Respire est un roman d’apprentissage étrange : Loonie, tête brûlée et Bruce, rêveur et mélancolique, sont initiés par Sando. Ils découvrent une beauté sauvage, une addiction qui les conduit à repousser les limites de leurs corps. Le roman surfe sur le danger, l’adrénaline, « l’inutile beauté », gratuite et élégante, d’hommes qui bravent les éléments, recherchent les vagues impossibles. Il y a aussi Eva, la compagne de Sando, femme étrange au destin brisé, que Bruce désire douloureusement, qui l'initie à l'érotisme, à cet autre vertige. Tous face à l’ailleurs, qu’il s’agisse de l’océan, de soi, de l’autre.

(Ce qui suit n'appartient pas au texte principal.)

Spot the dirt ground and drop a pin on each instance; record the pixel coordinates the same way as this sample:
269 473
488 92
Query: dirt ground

Respire n’est ni Riding Giants ni Point Break. Sa prose poétique, dense et houleuse, somptueuse, sensuelle, repose sur une alchimie verbale proprement époustouflante, liquide. La Fièvre dans le sang. A bout de souffle. C’est une déferlante, une vague, une claque. Le surf y est certes un sport extrême (ils lui préfèrent l'adjectif "extraordinaire"), mais loin des clichés (soleil, corps musclés, les Beach Boys…), il devient une expérience ontologique, métaphysique, esthétique. Celle de l’homme face aux éléments déchaînés, falaises d’eau et rouleaux, dans sa quête d’absolu et de beauté, celle de l’enfant devenant adulte, cette tragédie qui coupe court aux rêves, avec une violence déchaînée.

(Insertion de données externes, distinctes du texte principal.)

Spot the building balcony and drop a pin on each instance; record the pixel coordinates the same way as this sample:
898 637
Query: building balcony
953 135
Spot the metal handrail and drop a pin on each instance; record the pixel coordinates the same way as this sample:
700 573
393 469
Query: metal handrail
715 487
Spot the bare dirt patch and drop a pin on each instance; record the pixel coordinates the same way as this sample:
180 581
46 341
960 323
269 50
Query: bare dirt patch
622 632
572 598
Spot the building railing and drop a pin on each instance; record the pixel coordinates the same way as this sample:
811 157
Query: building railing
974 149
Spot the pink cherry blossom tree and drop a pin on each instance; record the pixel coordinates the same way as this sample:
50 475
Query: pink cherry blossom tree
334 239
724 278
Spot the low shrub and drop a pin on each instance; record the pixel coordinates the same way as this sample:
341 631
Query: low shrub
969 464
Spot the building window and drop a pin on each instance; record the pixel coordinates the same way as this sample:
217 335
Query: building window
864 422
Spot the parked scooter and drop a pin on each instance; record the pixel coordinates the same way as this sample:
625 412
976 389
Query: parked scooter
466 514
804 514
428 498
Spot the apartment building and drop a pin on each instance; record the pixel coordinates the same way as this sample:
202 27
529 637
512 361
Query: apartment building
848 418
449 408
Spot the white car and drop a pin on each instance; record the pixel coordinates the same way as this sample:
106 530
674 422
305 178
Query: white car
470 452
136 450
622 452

Tim Winton, né à Perth en 1960, plusieurs fois finaliste du Booker Prize, livre ici un roman à la voix inimitable : un rythme haletant, saccadé, entre nostalgie et tempête, désir et violence, il fait de l’Australie, de ce bout de côte où se déroule le récit, la terre même de la respiration, de l’inspiration, du souffle coupé, l’espace d’une liberté romanesque, d’un infini de l’imagination. Ses personnages, ceux de Respire comme auparavant de La Femme égarée, Cloudstreet ou Angelus, veulent marcher Par-dessus le bord du monde, échapper à un destin trop prévisible, banal, aller vers l’ivresse, l’inconnu, l’ailleurs. Un roman dément, extrême, à découvrir d’urgence. Qui transmet inévitablement la fascination et l’addiction. Le vertige.
Tim Winton, Respire [Breath], Traduit de l’anglais (Australie) par Nadine Gassie, Rivages, 224 p., 18 € 50.

Angelus [The Turning], nouvelles traduites de l’anglais (Australie) par Nadine Gassie, Rivages poche, 399 p., 9 €.